Mom shook her head. “I have no idea. But there were about four or five of them. They looked like oval-shaped bits of energy. The outlines of the ovals were like glowing gold, and the insides were transparent. They came out of the angel’s hands, across the courtyard, through the window, and into my chest.” Mom studied my face again as if she was afraid I might laugh at her.

But I leaned in closer and embraced her instead. “Did you feel anything when that happened?”

“No – nothing physically. But now …” Mom searched for the right words. “It was all so overwhelming! I didn’t believe much before. But now, I’m a true believer!”

Lung scan results later that day showed that the angel’s mysterious bits of energy had apparently cleared up severe pneumonia in Mom’s lungs. And a bone marrow test revealed another gift – Mom had gone into remission, much to her doctors’ surprise. But the greatest gift of all was the change in Mom’s soul.

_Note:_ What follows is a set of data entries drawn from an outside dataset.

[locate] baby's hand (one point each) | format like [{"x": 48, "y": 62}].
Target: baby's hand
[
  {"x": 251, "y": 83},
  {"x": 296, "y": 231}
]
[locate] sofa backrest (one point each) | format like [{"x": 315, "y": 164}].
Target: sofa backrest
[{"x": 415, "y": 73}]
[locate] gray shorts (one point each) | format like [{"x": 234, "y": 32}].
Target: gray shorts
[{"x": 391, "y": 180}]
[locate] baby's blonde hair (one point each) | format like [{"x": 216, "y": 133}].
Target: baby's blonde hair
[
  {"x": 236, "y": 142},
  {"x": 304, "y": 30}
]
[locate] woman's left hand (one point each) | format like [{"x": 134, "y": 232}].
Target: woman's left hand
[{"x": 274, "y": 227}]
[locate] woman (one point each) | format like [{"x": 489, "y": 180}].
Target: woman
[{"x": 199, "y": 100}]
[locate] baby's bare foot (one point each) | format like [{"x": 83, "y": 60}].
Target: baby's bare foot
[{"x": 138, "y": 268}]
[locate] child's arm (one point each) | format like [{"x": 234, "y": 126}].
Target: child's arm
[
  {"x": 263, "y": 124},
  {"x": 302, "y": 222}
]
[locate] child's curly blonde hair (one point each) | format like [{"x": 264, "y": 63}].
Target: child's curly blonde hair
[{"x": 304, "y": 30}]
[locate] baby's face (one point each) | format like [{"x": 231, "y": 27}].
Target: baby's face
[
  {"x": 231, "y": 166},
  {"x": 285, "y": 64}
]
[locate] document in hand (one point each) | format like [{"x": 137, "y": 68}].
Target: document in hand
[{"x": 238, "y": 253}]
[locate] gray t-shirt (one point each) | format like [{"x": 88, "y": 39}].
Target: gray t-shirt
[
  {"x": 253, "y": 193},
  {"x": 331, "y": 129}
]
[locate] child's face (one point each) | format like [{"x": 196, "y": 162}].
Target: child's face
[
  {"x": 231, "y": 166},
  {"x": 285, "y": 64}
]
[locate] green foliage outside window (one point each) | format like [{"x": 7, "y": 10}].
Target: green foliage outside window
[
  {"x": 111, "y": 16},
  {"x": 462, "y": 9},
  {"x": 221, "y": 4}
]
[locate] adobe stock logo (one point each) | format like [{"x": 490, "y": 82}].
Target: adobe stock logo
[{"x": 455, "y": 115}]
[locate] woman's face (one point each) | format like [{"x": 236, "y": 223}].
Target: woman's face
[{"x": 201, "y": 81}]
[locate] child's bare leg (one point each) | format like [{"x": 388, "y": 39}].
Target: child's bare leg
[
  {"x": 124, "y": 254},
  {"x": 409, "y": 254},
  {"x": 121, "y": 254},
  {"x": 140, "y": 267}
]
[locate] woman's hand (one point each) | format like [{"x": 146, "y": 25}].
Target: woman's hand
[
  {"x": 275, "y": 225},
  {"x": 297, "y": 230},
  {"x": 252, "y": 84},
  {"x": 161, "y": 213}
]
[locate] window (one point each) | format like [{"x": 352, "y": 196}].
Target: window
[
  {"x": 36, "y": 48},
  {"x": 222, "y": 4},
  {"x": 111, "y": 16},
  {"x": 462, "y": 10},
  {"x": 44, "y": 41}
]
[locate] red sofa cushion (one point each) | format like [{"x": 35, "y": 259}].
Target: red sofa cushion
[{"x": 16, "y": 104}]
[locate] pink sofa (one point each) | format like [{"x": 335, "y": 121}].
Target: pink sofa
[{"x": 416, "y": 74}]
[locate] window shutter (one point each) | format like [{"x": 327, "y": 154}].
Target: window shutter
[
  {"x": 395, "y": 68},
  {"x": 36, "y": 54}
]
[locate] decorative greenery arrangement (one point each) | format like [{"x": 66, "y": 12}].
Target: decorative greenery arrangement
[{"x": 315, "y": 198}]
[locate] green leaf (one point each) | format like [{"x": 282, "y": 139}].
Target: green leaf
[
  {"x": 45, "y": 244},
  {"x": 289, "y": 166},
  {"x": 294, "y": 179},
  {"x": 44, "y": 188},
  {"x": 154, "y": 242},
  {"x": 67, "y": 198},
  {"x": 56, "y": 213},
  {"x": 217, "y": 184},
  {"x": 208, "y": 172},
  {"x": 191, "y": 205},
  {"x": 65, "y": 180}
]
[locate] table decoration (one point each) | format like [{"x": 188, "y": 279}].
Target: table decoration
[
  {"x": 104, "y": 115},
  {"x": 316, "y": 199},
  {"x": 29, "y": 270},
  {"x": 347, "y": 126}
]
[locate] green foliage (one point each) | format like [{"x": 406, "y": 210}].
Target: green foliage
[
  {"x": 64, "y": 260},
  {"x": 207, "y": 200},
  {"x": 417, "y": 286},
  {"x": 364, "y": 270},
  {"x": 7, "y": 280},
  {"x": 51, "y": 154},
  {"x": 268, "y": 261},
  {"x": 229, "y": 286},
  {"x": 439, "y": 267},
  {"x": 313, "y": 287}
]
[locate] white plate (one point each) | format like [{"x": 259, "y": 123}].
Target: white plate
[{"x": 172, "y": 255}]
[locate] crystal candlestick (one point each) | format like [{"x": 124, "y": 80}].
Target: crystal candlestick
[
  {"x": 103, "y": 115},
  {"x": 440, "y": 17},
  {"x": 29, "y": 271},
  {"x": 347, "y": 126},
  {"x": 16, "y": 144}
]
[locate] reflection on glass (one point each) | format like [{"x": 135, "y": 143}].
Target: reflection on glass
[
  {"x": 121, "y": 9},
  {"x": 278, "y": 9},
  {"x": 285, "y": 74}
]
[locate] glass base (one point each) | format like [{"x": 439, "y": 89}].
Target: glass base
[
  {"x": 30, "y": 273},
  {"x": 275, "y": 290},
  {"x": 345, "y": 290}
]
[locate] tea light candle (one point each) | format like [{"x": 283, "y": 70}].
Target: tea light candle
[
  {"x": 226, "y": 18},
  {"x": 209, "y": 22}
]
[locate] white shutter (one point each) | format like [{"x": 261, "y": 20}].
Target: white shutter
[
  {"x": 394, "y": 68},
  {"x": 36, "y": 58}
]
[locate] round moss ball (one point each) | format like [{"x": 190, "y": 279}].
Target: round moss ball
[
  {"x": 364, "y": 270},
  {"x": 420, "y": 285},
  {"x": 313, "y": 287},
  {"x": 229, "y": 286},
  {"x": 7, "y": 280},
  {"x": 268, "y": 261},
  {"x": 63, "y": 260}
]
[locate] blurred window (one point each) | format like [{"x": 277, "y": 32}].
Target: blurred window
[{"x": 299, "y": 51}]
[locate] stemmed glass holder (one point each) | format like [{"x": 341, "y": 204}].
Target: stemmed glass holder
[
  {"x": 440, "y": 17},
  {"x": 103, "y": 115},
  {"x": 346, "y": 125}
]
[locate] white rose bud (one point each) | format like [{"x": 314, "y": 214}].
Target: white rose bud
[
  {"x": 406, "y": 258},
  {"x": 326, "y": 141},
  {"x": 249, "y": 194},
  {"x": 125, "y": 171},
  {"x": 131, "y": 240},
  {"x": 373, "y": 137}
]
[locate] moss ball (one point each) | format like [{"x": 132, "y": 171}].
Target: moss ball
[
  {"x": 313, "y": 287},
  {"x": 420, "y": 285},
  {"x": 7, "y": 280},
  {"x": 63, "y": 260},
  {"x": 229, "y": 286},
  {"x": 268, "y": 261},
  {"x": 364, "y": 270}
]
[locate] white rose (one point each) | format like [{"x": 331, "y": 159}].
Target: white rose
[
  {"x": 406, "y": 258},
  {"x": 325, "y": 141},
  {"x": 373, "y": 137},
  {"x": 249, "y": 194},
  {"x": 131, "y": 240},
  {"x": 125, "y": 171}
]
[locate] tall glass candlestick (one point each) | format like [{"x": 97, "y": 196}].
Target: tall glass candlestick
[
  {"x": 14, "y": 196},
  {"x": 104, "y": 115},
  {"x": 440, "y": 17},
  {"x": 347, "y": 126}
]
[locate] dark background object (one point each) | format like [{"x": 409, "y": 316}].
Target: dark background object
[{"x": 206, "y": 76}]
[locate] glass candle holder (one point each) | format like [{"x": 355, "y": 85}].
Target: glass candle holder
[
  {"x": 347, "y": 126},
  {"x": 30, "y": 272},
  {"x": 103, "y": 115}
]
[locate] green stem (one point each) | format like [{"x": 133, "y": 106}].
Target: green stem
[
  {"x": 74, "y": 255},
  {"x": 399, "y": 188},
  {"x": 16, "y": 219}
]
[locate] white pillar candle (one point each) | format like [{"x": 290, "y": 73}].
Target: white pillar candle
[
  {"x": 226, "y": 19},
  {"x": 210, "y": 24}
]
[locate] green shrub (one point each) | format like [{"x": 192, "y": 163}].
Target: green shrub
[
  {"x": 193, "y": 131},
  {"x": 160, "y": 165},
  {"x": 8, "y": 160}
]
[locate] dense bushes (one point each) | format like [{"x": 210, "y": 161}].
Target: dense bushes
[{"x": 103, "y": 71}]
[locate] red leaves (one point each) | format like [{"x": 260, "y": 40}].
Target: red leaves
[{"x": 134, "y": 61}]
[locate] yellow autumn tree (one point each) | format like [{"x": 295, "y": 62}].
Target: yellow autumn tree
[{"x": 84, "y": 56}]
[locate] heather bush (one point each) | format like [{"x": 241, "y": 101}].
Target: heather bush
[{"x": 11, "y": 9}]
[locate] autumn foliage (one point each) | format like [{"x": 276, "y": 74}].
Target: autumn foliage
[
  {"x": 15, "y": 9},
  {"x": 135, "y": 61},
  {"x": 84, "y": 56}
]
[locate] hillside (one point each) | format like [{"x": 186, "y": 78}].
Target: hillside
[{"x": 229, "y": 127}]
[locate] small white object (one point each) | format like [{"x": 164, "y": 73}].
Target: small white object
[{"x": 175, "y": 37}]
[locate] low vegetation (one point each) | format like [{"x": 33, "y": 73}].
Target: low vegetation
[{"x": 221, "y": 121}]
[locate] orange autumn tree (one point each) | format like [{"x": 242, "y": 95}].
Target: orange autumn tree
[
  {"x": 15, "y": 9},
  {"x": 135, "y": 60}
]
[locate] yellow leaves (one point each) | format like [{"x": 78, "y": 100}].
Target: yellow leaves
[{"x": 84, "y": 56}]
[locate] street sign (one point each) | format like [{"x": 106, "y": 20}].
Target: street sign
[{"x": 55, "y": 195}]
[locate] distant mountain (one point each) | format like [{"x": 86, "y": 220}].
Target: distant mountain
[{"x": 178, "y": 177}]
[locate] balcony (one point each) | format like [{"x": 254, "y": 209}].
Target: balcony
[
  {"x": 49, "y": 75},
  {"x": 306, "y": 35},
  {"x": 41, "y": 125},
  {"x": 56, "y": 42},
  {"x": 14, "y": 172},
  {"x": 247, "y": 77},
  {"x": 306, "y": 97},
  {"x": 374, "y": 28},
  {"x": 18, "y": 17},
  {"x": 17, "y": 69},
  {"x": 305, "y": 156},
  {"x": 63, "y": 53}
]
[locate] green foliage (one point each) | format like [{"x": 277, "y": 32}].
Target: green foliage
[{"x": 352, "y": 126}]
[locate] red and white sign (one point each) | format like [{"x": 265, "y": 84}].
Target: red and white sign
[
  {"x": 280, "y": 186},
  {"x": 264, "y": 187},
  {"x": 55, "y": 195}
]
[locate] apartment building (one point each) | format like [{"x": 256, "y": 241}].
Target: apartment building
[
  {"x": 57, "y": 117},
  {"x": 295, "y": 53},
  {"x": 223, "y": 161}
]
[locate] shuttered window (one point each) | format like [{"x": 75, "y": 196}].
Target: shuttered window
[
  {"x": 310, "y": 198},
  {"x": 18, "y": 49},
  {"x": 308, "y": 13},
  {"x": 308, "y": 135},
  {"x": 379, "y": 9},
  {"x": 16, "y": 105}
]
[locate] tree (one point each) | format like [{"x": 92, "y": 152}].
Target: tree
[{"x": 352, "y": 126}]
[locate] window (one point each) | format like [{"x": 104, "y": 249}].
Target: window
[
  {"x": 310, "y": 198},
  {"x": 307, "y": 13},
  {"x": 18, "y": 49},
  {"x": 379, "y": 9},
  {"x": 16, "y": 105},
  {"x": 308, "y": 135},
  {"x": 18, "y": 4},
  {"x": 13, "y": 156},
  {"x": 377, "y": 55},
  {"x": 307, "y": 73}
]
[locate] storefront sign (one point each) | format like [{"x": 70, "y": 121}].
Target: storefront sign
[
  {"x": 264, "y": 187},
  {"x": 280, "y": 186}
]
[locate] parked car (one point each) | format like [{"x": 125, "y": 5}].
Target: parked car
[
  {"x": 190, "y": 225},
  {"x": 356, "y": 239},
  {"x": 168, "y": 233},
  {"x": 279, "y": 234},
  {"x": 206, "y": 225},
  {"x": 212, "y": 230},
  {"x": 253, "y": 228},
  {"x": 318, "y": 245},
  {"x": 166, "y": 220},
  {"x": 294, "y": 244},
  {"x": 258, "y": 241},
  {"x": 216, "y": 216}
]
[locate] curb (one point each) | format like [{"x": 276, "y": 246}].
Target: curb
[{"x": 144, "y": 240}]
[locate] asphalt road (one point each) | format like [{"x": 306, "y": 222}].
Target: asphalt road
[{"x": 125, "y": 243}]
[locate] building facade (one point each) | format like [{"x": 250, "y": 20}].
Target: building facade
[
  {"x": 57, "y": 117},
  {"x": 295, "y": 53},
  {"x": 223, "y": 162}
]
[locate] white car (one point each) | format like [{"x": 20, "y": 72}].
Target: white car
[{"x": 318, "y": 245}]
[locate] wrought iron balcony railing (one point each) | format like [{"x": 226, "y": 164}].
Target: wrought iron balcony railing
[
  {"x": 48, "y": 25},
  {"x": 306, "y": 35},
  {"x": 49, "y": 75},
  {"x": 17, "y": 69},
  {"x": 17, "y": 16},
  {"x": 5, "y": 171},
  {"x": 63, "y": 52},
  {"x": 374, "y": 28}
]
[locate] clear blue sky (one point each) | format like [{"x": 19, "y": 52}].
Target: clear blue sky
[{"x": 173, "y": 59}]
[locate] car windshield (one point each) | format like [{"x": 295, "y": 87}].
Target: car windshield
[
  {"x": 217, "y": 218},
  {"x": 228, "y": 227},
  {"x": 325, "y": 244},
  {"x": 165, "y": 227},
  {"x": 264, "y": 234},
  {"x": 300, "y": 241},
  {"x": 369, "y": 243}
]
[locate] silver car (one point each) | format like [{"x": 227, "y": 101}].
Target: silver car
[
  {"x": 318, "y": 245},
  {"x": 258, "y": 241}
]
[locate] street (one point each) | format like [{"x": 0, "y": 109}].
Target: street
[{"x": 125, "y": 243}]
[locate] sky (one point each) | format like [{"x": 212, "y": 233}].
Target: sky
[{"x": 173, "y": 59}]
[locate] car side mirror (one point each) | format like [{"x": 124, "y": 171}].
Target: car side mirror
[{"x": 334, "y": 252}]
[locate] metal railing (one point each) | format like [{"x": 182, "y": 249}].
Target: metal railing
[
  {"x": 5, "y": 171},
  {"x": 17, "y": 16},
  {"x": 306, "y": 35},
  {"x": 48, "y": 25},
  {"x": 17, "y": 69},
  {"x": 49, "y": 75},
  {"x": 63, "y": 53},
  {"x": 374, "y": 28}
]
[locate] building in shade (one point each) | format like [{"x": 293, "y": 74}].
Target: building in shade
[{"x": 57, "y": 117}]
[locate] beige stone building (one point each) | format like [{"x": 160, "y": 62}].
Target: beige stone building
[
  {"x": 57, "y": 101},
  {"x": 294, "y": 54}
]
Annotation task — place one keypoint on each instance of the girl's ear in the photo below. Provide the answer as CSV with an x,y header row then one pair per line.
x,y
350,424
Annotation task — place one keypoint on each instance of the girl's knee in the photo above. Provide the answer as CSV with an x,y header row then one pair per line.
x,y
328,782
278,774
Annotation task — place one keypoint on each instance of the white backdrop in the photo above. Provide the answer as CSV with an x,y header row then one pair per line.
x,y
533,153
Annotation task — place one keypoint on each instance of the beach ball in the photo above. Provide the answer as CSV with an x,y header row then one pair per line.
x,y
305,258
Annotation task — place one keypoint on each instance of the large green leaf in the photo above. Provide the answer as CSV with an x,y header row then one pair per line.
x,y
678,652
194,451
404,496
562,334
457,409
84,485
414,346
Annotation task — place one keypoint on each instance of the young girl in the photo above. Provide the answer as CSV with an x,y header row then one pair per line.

After God showed Mom that he loved her so much he was even willing to send one of his heavenly messengers her way, Mom began to seek him in earnest. And for the rest of the time she had left to live – until she passed away two months later from an infection – she initiated the conversations about God. I didn’t have to ask her permission to pray with her anymore, because she was eager to pray (and even those long prayers were fine). Through the angel He’d sent, God blessed Mom with just enough time to place her trust in him.

Shortly before she died, Mom had gotten up the courage to tell the story of her angelic encounter to a few people, like my sister Courtney, a nurse at the hospital, a hospital chaplain, and a pastor from our church. And she let me interview her so I could keep telling her story after she was gone. I sat in silence, scribbling down notes, knowing that the best gift I could give Mom wasn’t talking – it was simply listening.